The Polish American Librarians Association urges librarians to treat Casimir Pulaski Day, celebrated this year on March 2, as an educational opportunity and awareness raiser about Polish-American history and culture. This holiday is unique to Illinois and was installed in 1977 to draw attention to the contribution of Casimir Pulaski, the Polish-born cavalry officer who was instrumental in winning the American Revolutionary War, and to honor Chicago’s large Polish population. General Pulaski Memorial Day, October 11, is a national holiday established in 1929 and reaffirmed yearly by presidential proclamation that also honors the general.

Pulaski (1745–1779) is recognized as the “Father of the American Cavalry.” He was an experienced military leader in the American Continental Army during the Revolutionary War and, at the insistence of General George Washington, was made a brigadier general and the first commander of the American Cavalry.
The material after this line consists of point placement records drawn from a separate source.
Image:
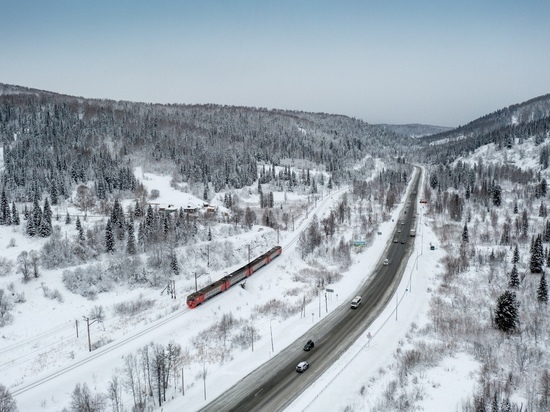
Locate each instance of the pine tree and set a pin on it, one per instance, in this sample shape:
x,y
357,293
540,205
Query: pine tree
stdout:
x,y
497,195
514,278
109,238
45,229
506,312
494,404
537,256
465,236
53,192
149,217
15,215
137,210
542,291
546,235
5,213
36,216
174,266
46,221
433,181
131,244
80,230
515,258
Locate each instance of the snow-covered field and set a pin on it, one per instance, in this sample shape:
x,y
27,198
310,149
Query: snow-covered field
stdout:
x,y
42,341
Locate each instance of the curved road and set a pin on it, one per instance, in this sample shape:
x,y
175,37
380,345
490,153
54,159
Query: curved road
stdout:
x,y
276,384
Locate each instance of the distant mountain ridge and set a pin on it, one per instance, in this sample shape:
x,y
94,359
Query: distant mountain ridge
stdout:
x,y
415,129
529,111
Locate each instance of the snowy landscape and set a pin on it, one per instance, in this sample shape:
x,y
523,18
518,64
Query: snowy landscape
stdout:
x,y
94,286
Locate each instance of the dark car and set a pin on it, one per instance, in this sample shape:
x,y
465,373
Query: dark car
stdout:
x,y
302,366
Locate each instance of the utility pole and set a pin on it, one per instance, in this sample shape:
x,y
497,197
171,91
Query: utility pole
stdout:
x,y
271,332
88,323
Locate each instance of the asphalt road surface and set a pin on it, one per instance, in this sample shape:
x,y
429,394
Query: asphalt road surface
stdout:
x,y
276,384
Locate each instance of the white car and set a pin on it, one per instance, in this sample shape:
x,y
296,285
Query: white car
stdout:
x,y
302,366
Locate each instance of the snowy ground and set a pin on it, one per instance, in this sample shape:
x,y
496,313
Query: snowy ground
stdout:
x,y
42,340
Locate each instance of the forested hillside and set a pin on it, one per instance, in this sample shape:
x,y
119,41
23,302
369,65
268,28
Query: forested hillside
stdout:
x,y
53,142
503,127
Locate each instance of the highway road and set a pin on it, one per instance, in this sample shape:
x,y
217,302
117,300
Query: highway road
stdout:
x,y
276,384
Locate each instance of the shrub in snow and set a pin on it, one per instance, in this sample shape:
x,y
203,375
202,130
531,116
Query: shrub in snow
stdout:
x,y
6,266
154,194
87,281
134,307
6,305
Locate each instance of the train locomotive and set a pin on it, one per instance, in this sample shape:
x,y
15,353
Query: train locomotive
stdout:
x,y
233,278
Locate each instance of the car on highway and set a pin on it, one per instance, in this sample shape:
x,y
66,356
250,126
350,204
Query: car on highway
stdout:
x,y
302,366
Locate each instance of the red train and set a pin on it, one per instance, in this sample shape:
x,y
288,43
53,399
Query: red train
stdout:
x,y
227,281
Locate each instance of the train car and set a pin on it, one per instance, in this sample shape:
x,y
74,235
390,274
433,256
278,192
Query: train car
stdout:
x,y
233,278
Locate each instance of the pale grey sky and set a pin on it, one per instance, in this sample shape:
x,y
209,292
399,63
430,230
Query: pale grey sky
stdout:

He established the Pulaski Legion, a corps of Poles, Frenchmen, and German Hessians who were instrumental in saving Charleston, South Carolina, from British occupation in 1779. In October of the same year, at the age of 34, Pulaski died from wounds received while leading a cavalry charge in Savannah, Georgia. The general’s remains were ceremoniously reinterred at the Pulaski Monument at Monterrey Square in Savannah, Georgia, in 2005. Posthumous honorary U.S. citizenship was granted to Pulaski in 2009.

“While public libraries and schools in Chicago and in some suburbs will close Monday,” says PALA President Aldona Salska, public and school librarians can lead up to and follow the annual holiday with exhibits and programs that illuminate the reasons for the holiday and for honoring Pulaski and Polish American heroes in general. The national holiday offers an opportunity to librarians and teachers across the country to do the same.”

PALA also invites Illinois librarians to celebrate Pulaski Day March 2 at 10 a.m. in the Sabina P. Logisz Great Hall of the Polish Museum of America in Chicago. Museum director and former PALA board member Malgorzata Kot notes that a short program will take place with elected officials from national, state, county, and city governments, as well as leaders of Polonia, and will conclude with an official wreath laying ceremony at Stefan Batowski’s painting of Pulaski at Savannah. Admission and parking are free and refreshments will be served.